Her set flew by with finesse and then juxtaposed immensely with the headliner’s gritty, garage sensibility, as the crowd would soon find out.

 

Upon King Gizzard’s arrival, the Beacon’s capacity audience was tormented with a teasing yet meticulous sound check as the band and their crew collectively wheeled out the latest fixture in their live arsenal – a rolling table stacked to capacity with a myriad of electronic synthesisers, programmers and modulators.
One by one, players Lucas Harwood, Cook Craig, Joey Walker and Stu Mackenzie’s tinkering with their instruments generated an encompassing, stirring wall of synthesised beats and melodic flourishes, eventually forming the recognisable title track from their latest 2023 album ‘The Silver Cord’.
Walker and Mackenzie’s heavily modulated vocal harmony was at once captivating but deeply unsettling. It was resembling a sensual alien voice speaking of rebirth and self-actualisation.
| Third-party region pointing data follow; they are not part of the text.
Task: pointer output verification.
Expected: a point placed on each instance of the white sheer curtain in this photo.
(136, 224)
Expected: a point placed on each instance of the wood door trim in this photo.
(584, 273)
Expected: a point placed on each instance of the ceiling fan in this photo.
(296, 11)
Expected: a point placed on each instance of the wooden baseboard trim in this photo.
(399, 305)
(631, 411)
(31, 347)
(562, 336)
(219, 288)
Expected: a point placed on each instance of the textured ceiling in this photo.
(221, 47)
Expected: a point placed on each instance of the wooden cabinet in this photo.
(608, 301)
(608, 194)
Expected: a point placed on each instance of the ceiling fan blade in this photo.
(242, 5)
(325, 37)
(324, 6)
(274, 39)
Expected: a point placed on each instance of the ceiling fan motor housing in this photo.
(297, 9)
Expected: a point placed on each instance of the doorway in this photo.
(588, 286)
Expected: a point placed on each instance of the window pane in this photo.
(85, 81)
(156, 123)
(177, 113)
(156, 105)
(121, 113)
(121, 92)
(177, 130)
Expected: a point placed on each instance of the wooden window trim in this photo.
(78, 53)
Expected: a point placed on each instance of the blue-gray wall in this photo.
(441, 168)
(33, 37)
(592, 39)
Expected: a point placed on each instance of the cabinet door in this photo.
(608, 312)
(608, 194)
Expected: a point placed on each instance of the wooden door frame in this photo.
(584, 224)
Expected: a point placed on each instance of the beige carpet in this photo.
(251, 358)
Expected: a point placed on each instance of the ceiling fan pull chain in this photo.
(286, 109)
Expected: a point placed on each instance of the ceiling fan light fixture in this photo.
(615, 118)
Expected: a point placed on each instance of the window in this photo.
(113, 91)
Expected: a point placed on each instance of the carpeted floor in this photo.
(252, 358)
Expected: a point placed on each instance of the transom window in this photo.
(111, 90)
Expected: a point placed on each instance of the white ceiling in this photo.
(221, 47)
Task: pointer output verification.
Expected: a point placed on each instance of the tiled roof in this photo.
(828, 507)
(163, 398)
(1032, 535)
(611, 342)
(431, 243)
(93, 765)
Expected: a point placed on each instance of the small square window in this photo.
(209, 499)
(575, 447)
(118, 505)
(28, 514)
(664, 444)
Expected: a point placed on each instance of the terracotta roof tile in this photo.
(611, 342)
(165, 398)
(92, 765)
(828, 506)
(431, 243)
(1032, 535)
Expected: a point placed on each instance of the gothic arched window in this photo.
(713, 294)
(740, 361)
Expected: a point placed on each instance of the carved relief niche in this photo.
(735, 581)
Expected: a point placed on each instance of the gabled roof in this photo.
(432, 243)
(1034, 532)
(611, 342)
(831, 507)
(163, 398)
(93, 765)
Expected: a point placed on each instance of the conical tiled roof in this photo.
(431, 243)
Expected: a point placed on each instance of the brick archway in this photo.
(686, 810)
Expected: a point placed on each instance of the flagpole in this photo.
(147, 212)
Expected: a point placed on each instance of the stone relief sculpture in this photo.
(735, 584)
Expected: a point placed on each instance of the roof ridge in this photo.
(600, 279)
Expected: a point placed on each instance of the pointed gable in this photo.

Revelling in two further electronic-driven numbers, ‘Extinction’ and ‘Gondii’, the latter introducing the acoustic drumming of Michael Cavanagh captivated the audience, many of whom had followed the entire UK leg of the tour without fail.
“Fuck we’re a weird band… Do you love it?” asked Walker as the band transitioned to their regular stringed instruments, only to indulge in a 25 minute enslaught of the heaviest material the band has written (to date). Tracks from 2019 garage-thrash metal album ‘Infest The Rat’s Nest’ were interspersed with complex ragers from 2023’s ‘Petrodragonic Apocalypse’, opening unusually colourful mosh pits of tie-dye t-shirts churning together.
Much of the remainder of the night saw Gizz explore their finely tuned jam band skillset, through ‘Ice V’ and the monumentally epic ‘Hypertension’, itself protracted out to a captivating 20 minutes in length.
Classic ‘Work This Time’ offered a brief respite before melting the minds of Bristol’s onlookers with ‘Pleura’ and ‘Billabong Valley’, tunes from the band’s repertoire of microtonal music. Played on custom built 6-string guitars with additional micro tone frets, these allow the band to explore an eastern sounding modal scale, whilst somehow still managing to be ground shatteringly rocking, as was certainly the case on ‘Pleura’.
With energy at fever pitch, multi-instrumentalist and singer Ambrose Kenny-Smith took lead vocal duties for ‘Billabong Valley’, a story of 1800’s outlaw country Australia. Spending the majority of the performance in the throb of the crowd, Ambrose matched the fan’s energy with a soaring sing-along, only to expel any remaining energy back on the stage, racing and jumping, as the song gradually slowed down to a thudding finale.